Le président Trump cherche donc à négocier de nouveaux accords avec les pays afin de résoudre l’épineux problème du déficit commercial américain. Pendant que les discussions sont engagées avec le gouvernement américain, il faut se tourner vers d’autres pays. En général, les pays africains sont susceptibles de se tourner vers d’autres partenaires commerciaux, comme la Chine, pour éviter les droits de douane américains. Depuis près de 20 ans déjà, la Chine a dépassé les États-Unis comme premier partenaire commercial de l’Afrique et représente l’un des plus importants bailleurs de fonds bilatéraux du continent.

A moyen terme, si la situation perdure, il faudra que les multinationales du cacao acceptent de réduire leurs marges pour ne pas que les taxes viennent réduire la demande et en dernier ressort les prix proposés aux producteurs et à long terme, il faudra engager la diversification, la transformation et privilégier le marché africain.

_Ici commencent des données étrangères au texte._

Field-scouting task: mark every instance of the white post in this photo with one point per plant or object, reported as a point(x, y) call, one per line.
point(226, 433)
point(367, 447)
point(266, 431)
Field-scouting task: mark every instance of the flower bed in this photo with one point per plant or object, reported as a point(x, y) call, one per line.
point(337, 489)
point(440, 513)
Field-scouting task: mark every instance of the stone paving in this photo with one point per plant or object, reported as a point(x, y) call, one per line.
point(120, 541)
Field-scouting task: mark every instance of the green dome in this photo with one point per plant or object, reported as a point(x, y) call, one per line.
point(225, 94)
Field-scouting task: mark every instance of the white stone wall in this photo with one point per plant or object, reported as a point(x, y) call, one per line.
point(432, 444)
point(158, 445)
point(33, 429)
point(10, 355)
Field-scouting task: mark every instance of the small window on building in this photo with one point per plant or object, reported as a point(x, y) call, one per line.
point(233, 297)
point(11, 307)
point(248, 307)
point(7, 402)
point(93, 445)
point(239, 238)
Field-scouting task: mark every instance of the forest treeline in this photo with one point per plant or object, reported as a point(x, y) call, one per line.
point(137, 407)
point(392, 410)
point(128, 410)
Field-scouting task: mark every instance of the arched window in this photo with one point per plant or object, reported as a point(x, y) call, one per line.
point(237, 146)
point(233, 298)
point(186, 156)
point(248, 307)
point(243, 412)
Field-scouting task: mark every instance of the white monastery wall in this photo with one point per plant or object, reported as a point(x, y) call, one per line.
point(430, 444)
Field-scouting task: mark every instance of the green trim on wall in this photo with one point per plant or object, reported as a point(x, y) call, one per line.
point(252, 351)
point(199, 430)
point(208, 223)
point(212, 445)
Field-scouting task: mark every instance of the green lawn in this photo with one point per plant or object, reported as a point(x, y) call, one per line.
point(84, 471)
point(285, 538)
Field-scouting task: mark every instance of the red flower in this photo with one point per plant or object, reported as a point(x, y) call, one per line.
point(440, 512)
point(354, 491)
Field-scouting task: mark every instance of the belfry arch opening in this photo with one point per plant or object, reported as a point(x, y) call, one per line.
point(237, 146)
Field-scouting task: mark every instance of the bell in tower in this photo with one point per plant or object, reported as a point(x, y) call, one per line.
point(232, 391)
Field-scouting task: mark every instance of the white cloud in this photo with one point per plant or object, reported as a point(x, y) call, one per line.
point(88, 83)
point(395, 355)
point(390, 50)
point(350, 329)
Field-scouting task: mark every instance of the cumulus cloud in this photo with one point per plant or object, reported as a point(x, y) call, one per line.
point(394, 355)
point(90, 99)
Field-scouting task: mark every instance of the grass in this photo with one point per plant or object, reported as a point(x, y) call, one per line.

La transformation des matières premières n’est plus une question d’amélioration de sa stratégie économique afin d’accroitre sa valeur ajoutée, mais une question de survie pour les économies africaines. Les pays africains doivent commencer à transformer leurs économies afin d’être indépendants vis-à-vis des pays occidentaux. D’ailleurs, avec les pays occidentaux, le commerce est très déséquilibré.

 Par exemple, la structure des exportations ivoiriennes vers les États-Unis est fortement concentrée. En 2023, plus de 90 % des ventes portaient sur trois produits : Cacao et ses préparations (410 Mds FCFA), Caoutchouc naturel (102 Mds FCFA), et de Fruits tropicaux (29 Mds FCFA). Pendant ce temps, les importations de biens américains vers la Côte d’Ivoire, en 2023, étaient essentiellement composées de Combustibles minéraux et huiles (268 Mds FCFA), de Machines et équipements industriels (50 Mds FCFA) et de Véhicules et matières plastiques.

Dans une telle configuration, même si le commerce bilatéral est globalement équilibré en valeur, il est déséquilibré en nature. En effet, la Côte d’Ivoire vend le cacao, le caoutchouc, et les fruits tropicaux pendant qu’elle achète du carburant, des machines, et des pièces industrielles. Du coup, la faible valeur ajoutée locale sur les produits exportés, rend la Côte d’Ivoire dépendante de volumes massifs et de conditions tarifaires favorables.